Iraqi Police Academy Attackers Not Women, Officials Say
American Forces Press Service
"An ongoing investigation indicates the bombers, earlier reported as females, were male," a Multinational Force Iraq news release said.
Officials pointed out that suicide bombings by women have been rare in Iraq. Only two such bombings are known to have been carried out by women: one in September 2005 and another in 2003, officials said. The officials went on to note that the bombings were the worst violence for months in the Iraqi capital, where, they said, police officials are a favored target of Sunni Arab insurgents.
Though no U.S. military personnel were killed or wounded in the terrorist attack, officials noted, one U.S. contractor is among the wounded. No report on the contractor's condition was available.

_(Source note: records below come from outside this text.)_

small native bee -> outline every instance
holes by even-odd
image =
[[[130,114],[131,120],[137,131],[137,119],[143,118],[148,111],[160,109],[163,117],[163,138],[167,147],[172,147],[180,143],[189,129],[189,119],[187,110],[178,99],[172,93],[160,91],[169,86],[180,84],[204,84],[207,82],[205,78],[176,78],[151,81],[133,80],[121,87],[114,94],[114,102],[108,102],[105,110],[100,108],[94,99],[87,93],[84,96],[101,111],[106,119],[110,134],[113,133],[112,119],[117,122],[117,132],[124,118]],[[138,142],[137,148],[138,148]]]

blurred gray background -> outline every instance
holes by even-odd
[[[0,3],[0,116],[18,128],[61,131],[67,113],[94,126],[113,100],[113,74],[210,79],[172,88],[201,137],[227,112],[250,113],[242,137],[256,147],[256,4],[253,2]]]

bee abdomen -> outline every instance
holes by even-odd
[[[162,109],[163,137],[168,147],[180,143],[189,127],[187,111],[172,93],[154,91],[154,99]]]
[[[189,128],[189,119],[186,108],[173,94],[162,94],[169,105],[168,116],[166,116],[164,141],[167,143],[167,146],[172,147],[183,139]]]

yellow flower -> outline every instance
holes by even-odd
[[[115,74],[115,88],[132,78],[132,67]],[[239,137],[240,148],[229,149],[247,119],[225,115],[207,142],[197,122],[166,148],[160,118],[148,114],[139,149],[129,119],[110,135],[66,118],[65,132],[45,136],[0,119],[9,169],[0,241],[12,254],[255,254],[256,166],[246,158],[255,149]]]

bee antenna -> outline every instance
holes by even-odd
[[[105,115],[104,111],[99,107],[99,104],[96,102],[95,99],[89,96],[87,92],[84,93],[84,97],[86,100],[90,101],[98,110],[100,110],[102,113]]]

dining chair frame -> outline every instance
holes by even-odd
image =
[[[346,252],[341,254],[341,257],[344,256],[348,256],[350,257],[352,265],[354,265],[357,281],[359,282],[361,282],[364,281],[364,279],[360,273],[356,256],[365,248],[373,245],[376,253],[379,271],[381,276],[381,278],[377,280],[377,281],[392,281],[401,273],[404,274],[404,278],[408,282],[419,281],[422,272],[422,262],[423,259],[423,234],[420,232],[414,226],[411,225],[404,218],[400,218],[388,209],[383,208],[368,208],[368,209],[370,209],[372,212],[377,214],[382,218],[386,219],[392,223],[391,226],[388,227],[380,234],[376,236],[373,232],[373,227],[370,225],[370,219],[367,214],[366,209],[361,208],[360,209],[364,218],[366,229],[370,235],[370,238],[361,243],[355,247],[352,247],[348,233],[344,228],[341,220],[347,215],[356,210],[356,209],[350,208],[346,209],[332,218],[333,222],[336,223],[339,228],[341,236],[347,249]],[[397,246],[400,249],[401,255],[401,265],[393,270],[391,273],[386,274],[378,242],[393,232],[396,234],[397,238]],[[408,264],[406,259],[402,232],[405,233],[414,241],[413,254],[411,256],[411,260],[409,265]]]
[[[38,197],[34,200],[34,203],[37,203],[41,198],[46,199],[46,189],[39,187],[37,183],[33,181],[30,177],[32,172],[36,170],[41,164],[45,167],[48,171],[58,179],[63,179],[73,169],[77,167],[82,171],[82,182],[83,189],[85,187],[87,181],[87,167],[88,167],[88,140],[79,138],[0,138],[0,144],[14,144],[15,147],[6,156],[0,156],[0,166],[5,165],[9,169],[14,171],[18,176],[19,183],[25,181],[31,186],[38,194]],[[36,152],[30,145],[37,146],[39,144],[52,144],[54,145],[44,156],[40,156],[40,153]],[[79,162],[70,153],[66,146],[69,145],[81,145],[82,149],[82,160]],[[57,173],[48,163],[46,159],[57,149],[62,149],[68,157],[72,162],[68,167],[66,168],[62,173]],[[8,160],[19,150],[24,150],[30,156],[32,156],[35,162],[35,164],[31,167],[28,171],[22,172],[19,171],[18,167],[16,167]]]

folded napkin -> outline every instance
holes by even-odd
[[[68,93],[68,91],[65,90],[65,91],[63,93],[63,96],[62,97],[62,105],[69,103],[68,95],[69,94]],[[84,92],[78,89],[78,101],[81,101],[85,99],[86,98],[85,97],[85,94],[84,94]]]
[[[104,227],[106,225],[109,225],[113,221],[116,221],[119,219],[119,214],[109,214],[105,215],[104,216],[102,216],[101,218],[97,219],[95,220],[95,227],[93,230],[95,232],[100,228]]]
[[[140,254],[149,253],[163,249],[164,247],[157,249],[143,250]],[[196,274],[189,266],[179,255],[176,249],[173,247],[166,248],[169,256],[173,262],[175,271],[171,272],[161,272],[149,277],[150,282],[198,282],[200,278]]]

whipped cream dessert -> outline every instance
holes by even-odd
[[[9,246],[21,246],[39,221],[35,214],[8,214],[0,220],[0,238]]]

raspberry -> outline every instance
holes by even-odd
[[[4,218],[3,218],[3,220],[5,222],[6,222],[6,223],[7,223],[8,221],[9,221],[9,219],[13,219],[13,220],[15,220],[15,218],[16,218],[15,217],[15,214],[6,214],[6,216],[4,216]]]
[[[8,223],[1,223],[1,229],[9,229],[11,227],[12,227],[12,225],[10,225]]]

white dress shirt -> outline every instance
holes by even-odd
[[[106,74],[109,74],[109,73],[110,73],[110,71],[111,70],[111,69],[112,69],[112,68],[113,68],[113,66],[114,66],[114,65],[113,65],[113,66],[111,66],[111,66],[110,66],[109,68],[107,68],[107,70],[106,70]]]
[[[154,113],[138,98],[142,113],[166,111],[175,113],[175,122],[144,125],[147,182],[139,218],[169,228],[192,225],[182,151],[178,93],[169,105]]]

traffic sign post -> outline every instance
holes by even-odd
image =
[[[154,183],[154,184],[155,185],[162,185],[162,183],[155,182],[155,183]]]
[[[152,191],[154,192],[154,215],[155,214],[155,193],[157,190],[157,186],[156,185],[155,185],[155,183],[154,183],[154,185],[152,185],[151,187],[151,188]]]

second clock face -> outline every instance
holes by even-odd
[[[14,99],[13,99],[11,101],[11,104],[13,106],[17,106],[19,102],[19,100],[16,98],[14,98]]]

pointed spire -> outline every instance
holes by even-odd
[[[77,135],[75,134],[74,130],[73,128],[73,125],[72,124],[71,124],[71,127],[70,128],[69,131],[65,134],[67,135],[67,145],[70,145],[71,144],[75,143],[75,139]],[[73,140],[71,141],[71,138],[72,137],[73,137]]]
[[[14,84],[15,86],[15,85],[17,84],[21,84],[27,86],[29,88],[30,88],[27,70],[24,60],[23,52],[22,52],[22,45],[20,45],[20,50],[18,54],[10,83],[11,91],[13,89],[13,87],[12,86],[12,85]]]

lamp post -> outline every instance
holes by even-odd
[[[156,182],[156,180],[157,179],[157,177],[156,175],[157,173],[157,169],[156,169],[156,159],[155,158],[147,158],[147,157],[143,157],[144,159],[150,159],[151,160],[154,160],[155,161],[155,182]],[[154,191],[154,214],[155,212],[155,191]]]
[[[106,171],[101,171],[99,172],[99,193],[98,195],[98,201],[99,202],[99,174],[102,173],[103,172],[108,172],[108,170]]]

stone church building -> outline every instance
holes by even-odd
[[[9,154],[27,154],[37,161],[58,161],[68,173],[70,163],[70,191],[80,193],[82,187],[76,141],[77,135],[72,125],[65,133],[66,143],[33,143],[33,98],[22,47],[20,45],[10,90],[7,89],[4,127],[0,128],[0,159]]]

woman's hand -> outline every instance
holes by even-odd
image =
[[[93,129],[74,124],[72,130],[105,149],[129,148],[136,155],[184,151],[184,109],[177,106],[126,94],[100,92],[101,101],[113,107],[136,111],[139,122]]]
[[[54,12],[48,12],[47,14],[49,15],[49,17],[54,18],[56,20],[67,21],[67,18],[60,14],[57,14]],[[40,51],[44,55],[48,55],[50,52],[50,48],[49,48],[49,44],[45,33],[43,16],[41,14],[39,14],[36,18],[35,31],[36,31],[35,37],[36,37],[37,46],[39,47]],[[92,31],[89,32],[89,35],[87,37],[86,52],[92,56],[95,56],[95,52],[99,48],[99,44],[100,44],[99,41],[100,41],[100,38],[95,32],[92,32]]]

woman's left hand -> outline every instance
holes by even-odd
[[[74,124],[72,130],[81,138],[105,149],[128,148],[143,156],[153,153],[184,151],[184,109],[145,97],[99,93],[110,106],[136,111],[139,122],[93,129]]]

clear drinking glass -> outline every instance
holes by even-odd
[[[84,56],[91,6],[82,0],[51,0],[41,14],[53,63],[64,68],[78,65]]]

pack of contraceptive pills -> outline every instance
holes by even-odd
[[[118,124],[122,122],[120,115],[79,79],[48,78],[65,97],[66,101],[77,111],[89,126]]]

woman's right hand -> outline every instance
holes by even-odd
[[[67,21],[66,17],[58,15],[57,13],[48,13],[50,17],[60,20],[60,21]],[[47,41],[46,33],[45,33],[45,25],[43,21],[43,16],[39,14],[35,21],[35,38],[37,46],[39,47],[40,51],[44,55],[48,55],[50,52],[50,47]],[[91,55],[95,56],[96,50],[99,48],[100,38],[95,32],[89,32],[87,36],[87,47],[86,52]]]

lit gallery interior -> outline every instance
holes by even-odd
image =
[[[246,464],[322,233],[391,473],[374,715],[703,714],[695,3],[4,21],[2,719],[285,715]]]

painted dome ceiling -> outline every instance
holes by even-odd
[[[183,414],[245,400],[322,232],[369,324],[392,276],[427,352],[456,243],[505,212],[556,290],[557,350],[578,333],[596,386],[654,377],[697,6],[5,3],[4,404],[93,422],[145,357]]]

Early reports, which indicated the bombers walked into a classroom full of students and detonated their explosives, are incorrect, officials said. Further investigations revealed that one of the suicide bombers detonated his explosives near a group of students outside a classroom, and that thinking the explosion was an indirect-fire attack, Iraqi police and students fled to a bunker for shelter, where the second bomber detonated his explosive-filled vest.
Task Force Baghdad military police rushed to the scene to help Iraqi police in assessing casualties and damage. As military and police forces secured the area around the academy, the wounded were evacuated to Baghdad's Kindi Hospital for treatment, officials said.